Here are my observations so far:
If I set group size to 1, no deadlock occurs (expected behavior even if the code was not divergent);
Also no error occurs if I run only one thread group and give each thread the same lock address;
Any other case results in a deadlock. I am especially surprised that individual locks per gl_LocalInvocationID and many workgroups also locks up…
As far as I can tell, the problems are the same on NVIDIA and AMD
Can anyone suggest what am I doing wrong? What is the fundamental difference between CUDA and SPIRV that makes the two use cases different?
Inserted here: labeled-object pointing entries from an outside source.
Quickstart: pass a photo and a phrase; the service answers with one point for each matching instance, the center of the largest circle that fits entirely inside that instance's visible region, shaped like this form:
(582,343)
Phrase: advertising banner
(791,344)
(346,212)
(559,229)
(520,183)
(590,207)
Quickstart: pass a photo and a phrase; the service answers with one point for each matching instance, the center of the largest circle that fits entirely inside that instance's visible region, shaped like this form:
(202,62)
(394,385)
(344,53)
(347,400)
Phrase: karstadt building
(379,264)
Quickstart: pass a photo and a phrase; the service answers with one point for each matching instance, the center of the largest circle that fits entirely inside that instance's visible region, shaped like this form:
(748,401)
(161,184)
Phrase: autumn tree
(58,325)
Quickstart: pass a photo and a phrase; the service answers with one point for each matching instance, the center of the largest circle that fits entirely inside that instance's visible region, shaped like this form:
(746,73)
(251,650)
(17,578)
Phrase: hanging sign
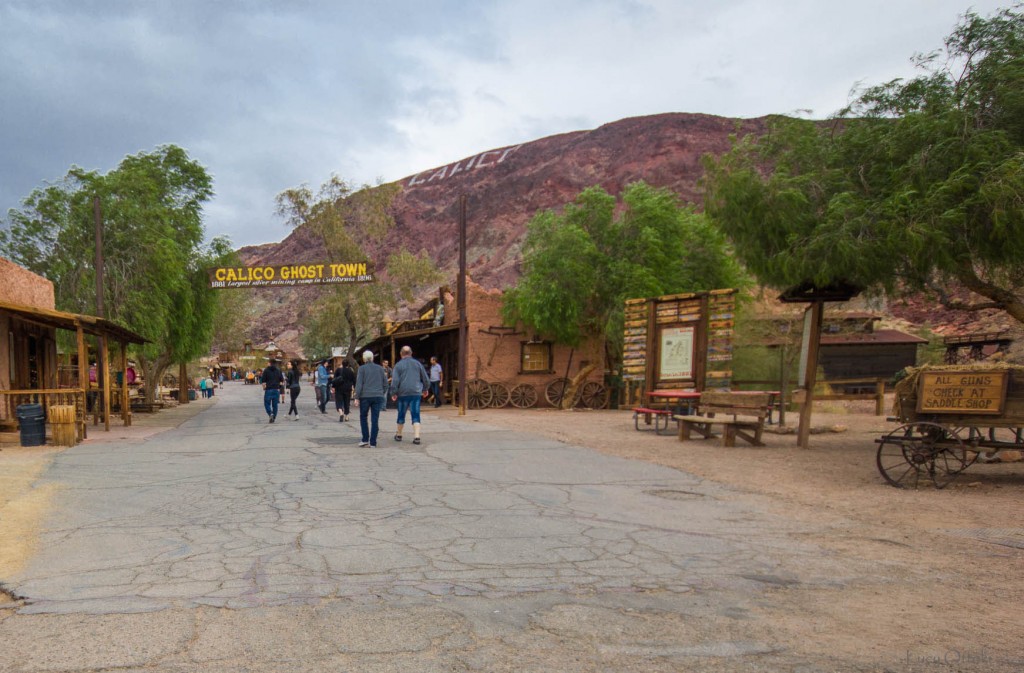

Since you’re using Vulkan, I assume that lockRef is a work group shared variable. Well, Vulkan has exactly zero forward progress guarantees (within a work group). So there is no requirement that this works at all.
If you manage to make it work, that’s only by accident. It’s still undefined behavior.
Anyway, since there are no forward-progress guarantees, is there any legitimate way to implement a critical section?
(My actual required use case is within a fragment shader with per-pixel locks. I have found an extension named VK_EXT_fragment_shader_interlock, and it is more or less what I actually need, but it does not seem to be supported on AMD)
Unfortunately, I very much need my code to work on hardware from all vendors and until AMD decides to add support for interlock, it looks to me like I’m kind of screwed.
I’ll be using the modified code for now, since it seems to be working all right, even if it is technically unsafe and if AMD ever decides to support interlock or new GLSL standard creates better guarantees, or some driver update starts crashing/locking my application, I’ll switch to whatever is safer down the line.